The “biometrics” discussed in the article aren’t biometrics for identification, but ID biometrics will certainly be a part of the picture as these kinds of technologies are adopted more widely.
DHS Outlines Plans to Enhance Use of Biometric Tech (Find Biometrics)
America’s Department of Homeland Security has released a new strategic framework on how it plans to move forward implementing biometric technologies. Entitled “DHS Vision Statement on Enhanced Biometric Capabilities”, the document indicates a tightening embrace of the technology.
The full DHS vision statement can be downloaded here [.pdf; 13 pages].
The DHS Office of Biometrics and Identity Management (OBIM) operates and maintains the DHS Automated Biometric Identification System (IDENT) and provides identity management services and expertise across DHS. Front‐end capabilities (i.e. biometric collection devices, applications, interfaces and supporting infrastructure) are each managed and maintained independently by the components, with limited collaboration. National Security Presidential Directive (NSPD)‐59 / Homeland Security Presidential Directive (HSPD)‐24 “Biometrics for Identification and Screening to Enhance National Security,” charges federal executive departments and agencies to use mutually compatible methods and procedures in the collection, storage, use, analysis, and sharing of biometric information. Access to external federal biometric databases however, through bilateral interoperability agreements, is not fully implemented, requiring DHS components to employ mission centric solutions for integrating certain biometric exchanges with the Federal Bureau of Investigation (FBI) and the Department of Defense (DoD). This requires DHS components to work independently with the FBI and DoD to integrate with each biometric system for access to data that assists in identifying and adjudicating subjects. The current IDENT system, although able to store multi‐modal biometrics, offers matching capability for fingerprints only, limiting operational components’ ability to implement the use of alternate biometrics that may better suit operational needs. Current DHS Component systems tend to be encounter‐based – instead of person‐centric – requiring biometrics collection processes to be repeated, rather than just verified. Connectivity for systems that collect biometrics in the field is inconsistent, often not allowing real‐time access to federal biometric databases. Further, existing biometric collection systems in the field are dated, many are at end‐of‐life, impacting the quality of the biometrics collected, which affects overall performance.

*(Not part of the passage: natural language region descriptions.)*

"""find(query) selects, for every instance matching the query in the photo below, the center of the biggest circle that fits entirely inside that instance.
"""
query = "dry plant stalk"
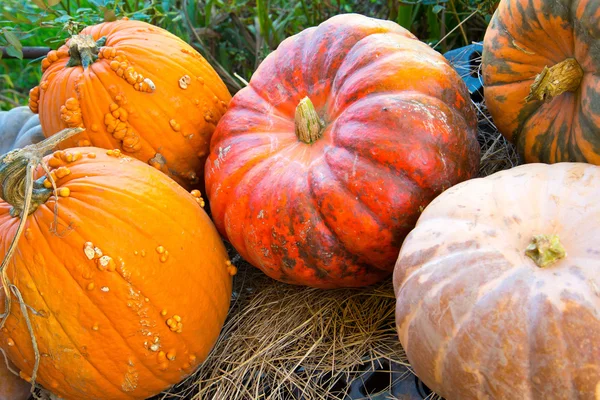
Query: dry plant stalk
(20, 190)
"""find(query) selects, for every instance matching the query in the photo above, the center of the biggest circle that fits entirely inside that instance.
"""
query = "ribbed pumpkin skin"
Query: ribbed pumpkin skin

Current and prospective CIO’s should reread that paragraph. The future of identity management is large-scale, multimodal, interconnected and updated as soon as possible, and provides access to virtual and physical resources. The earliest adopter of large-scale biometrics is coming to grips with the challenges of biometrics 2.0. At SecurLinx, we have designed our technology and approach to help our customers cope with the dead-ends and cult-du-sacs associated with gradual adoption of new ID technologies and provide them the flexibility to take advantage of the opportunities afforded by emerging technology.
We all need some kind of authentication process if we are to access information systems at work or at home. We know why we need to do it: to make sure we have access to our data and unauthorised people don’t.

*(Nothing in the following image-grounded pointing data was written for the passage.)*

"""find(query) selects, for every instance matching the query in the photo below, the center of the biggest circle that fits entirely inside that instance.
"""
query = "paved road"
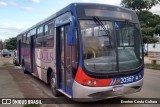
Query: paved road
(31, 87)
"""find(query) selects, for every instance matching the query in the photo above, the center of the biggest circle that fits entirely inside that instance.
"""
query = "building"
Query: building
(1, 45)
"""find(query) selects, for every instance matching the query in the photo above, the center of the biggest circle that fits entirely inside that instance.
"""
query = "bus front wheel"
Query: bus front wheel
(24, 68)
(53, 84)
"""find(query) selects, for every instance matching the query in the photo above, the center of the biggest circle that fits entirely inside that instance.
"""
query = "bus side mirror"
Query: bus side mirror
(71, 38)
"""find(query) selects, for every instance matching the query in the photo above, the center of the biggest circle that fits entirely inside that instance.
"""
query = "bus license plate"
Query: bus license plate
(118, 87)
(126, 79)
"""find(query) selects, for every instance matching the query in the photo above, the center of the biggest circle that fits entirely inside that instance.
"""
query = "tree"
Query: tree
(150, 23)
(11, 43)
(139, 5)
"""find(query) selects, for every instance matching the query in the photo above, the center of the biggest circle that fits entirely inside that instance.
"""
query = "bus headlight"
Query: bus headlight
(136, 77)
(95, 82)
(89, 81)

So why do we routinely ignore such advice[…]?
Not all passwords protect equally valuable access. It turns out that many people are choosing weak passwords on low-priority systems like retail and media sites, and stronger authentication measures on high-priority systems like finance and work-related systems.
This sheds light on why even rigorous security measures like biometrics are being applied to instances where people are willing to jump through more password-related hoops but find the password regime horribly inconvenient.